There is a reason that Royal Dutch Shell (RDS-A) is up for the week, but down for the last month, quarter, and six months of market action (chart below).
Royal Dutch Shell just reported higher earnings for the third quarter.
As a result, it is up more than 2.6 percent for the last week of trading. Royal Dutch Shell also reported increases both in upstream and downstream income. Like many other oil and natural gas entities, Royal Dutch Shell is retrenching due to anemic global growth. That has resulted in less demand for commodities such as oil and natural gas.
Royal Dutch Shell aims to emerge from its corporate reorganization as a leaner, meaner firm.
It is already the second largest oil and natural gas company in the world, behind only ExxonMobil (NYSE: XOM). Like ExxonMobil, Royal Dutch Shell has a solid balance sheet and healthy earnings statement. That leads to a robust dividend yield from Royal Dutch Shell.
With a dividend yield of nearly 4.10 percent, Royal Dutch Shell tops ExxonMobil in that critical component of a publicly held company.
Royal Dutch Shell also has a history of increasing the amount of its dividend. For the long term income investor, that results in getting a raise simply for not selling shares.
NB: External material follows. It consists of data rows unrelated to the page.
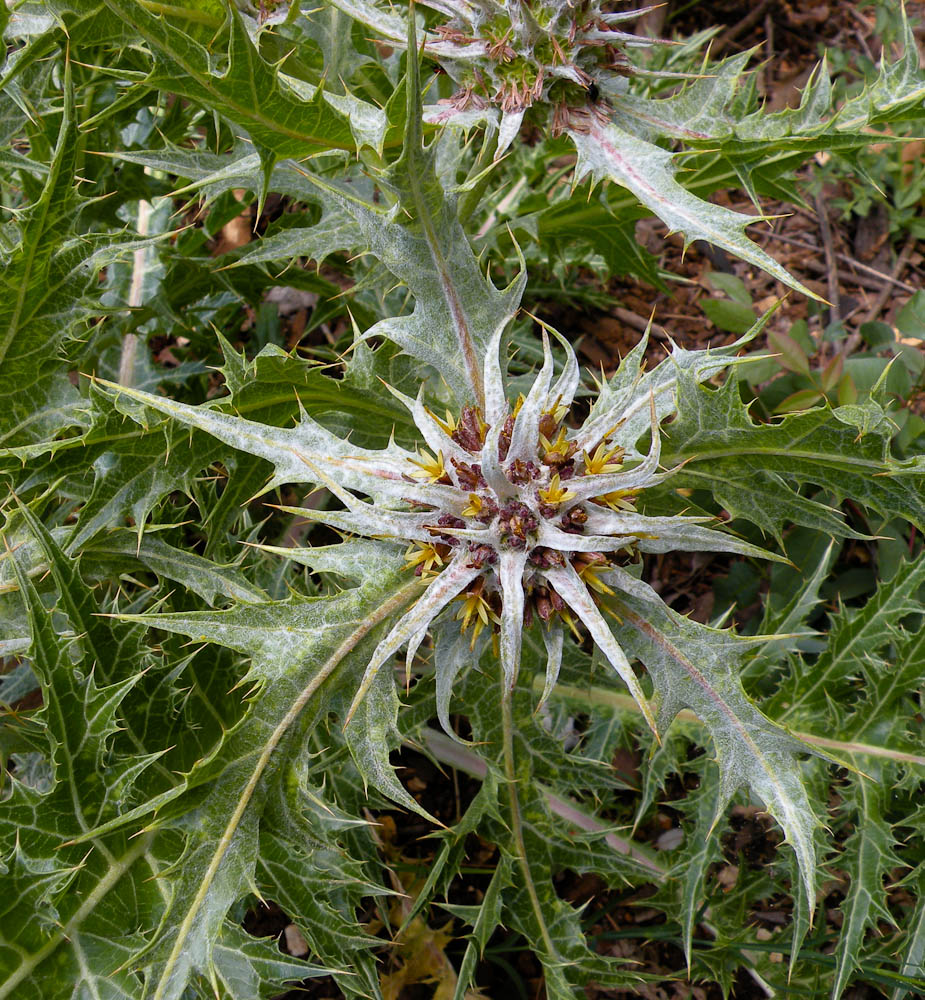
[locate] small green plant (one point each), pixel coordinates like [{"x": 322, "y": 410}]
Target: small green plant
[{"x": 216, "y": 546}]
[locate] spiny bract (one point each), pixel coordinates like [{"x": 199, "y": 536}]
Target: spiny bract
[{"x": 516, "y": 509}]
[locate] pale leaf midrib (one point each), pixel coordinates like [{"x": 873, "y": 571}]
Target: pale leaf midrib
[{"x": 399, "y": 599}]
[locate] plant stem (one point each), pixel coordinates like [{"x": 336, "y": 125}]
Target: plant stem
[{"x": 510, "y": 773}]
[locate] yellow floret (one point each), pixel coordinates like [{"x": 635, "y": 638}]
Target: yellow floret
[
  {"x": 555, "y": 493},
  {"x": 432, "y": 469},
  {"x": 603, "y": 461},
  {"x": 424, "y": 555},
  {"x": 474, "y": 507}
]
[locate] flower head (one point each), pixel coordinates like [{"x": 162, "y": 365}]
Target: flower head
[{"x": 525, "y": 514}]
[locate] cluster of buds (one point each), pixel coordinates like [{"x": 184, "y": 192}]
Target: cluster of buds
[
  {"x": 517, "y": 53},
  {"x": 519, "y": 513},
  {"x": 515, "y": 513}
]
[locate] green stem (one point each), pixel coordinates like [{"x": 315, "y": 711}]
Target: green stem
[{"x": 510, "y": 773}]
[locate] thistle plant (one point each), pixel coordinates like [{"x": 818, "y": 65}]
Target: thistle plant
[{"x": 208, "y": 678}]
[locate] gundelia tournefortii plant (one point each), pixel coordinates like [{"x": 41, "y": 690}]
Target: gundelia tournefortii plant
[{"x": 235, "y": 584}]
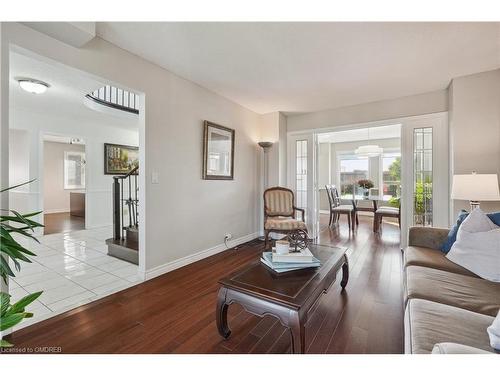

That pays shareholders to be a long term investor, which is the generally the best overall approach.
Like ExxonMobil, Royal Dutch Shell has a balance sheet with little debt.
For long term investors, little debt with lots of dividend income and growth is an alluring combination. Due to its size, Royal Dutch Shell will never be a growth stock (its market capitalization is nearly $330 billion). But it has been a very rewarding stock to own as it has risen over 8 percent for the last year. Combined with the dividend yield, that is a solid return for long term investors looking for a Big Oil blue chip!